Pros: Most of the lines and corners are detected correctly in different circumstances(background, angle, noise, handwriting, light, shadow, imcomple paper sheet etc.) without tuning parameters for each image seperately.
Cons: Cropped results is blureed due to bilinear interpolation. A few of the lines and corners are not aligned perfectly. There are several reasons:

  • “Due to imperfection errors in the edge detection step, there will usually be errors in the accumulator space, which may make it non-trivial to find the appropriate peaks, and thus the appropriate lines.”

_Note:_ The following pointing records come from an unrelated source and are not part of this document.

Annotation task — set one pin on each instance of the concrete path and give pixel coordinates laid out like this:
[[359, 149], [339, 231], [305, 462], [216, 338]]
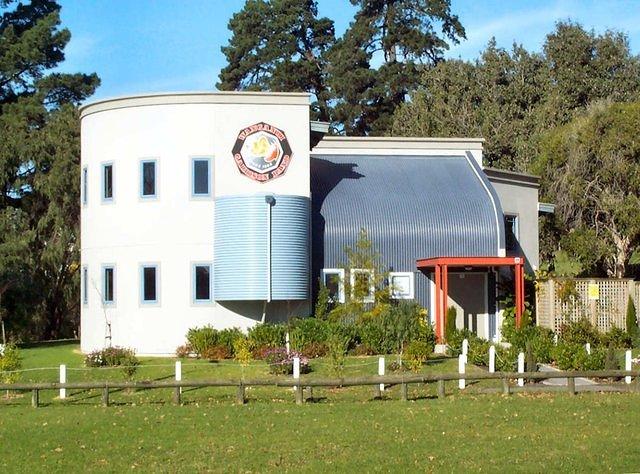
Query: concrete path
[[563, 381]]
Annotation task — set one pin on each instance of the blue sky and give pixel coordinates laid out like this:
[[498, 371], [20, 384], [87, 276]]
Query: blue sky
[[163, 45]]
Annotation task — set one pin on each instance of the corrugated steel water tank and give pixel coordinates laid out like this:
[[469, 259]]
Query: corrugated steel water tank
[[246, 267]]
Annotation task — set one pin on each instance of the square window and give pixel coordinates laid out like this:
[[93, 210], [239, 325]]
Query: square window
[[362, 285], [202, 283], [401, 285], [107, 182], [148, 179], [149, 284], [201, 176], [333, 279], [108, 284]]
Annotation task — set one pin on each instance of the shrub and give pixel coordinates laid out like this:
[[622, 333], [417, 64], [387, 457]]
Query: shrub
[[267, 335], [227, 337], [611, 360], [416, 354], [114, 357], [305, 331], [618, 338], [242, 350], [10, 361], [631, 321], [389, 329], [580, 332], [202, 338], [217, 352], [315, 349], [184, 351], [281, 363]]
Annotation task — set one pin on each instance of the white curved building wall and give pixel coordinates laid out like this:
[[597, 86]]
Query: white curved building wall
[[173, 230]]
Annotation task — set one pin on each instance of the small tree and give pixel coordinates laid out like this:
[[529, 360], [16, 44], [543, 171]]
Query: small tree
[[632, 323]]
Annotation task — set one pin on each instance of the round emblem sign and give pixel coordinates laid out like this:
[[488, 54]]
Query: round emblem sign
[[262, 152]]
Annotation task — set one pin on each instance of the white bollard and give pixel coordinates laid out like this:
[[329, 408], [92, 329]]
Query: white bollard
[[462, 360], [296, 369], [179, 372], [492, 359], [627, 365], [381, 371], [63, 379], [521, 368]]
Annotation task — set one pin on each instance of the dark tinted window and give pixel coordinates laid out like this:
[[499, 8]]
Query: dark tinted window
[[511, 233], [149, 284], [149, 178], [203, 283], [200, 177], [108, 182], [108, 285]]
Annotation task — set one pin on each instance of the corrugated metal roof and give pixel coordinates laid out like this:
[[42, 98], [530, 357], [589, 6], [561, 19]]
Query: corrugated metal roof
[[412, 207]]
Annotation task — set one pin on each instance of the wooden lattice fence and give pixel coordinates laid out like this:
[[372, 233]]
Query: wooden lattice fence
[[559, 301]]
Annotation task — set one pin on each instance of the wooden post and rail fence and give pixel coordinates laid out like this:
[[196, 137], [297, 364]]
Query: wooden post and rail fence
[[376, 381]]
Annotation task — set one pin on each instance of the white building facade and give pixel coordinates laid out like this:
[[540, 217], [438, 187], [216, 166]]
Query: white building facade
[[197, 210]]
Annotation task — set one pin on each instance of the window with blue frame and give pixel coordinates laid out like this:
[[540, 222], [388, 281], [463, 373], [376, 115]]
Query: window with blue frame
[[202, 282], [107, 182], [148, 175], [149, 283], [201, 177], [108, 284]]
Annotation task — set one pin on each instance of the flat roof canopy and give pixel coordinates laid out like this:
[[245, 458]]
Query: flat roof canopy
[[440, 267], [469, 262]]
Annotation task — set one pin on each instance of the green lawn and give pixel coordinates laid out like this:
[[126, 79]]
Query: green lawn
[[342, 431]]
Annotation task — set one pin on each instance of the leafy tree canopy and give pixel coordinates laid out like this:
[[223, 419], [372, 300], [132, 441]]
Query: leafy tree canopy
[[591, 168]]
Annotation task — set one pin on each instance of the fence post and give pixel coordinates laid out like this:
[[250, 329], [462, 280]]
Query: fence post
[[240, 394], [404, 389], [179, 373], [627, 365], [35, 398], [521, 368], [492, 359], [105, 396], [296, 375], [63, 379], [506, 389]]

  • High-precision type like double is used for parameters like m and b while some parameters like angle, rho and cordinates of points have to use type like int for pixel by pixel calculation and storage in matrix. Error is produced when casting type.
  • The edges in images are not straight.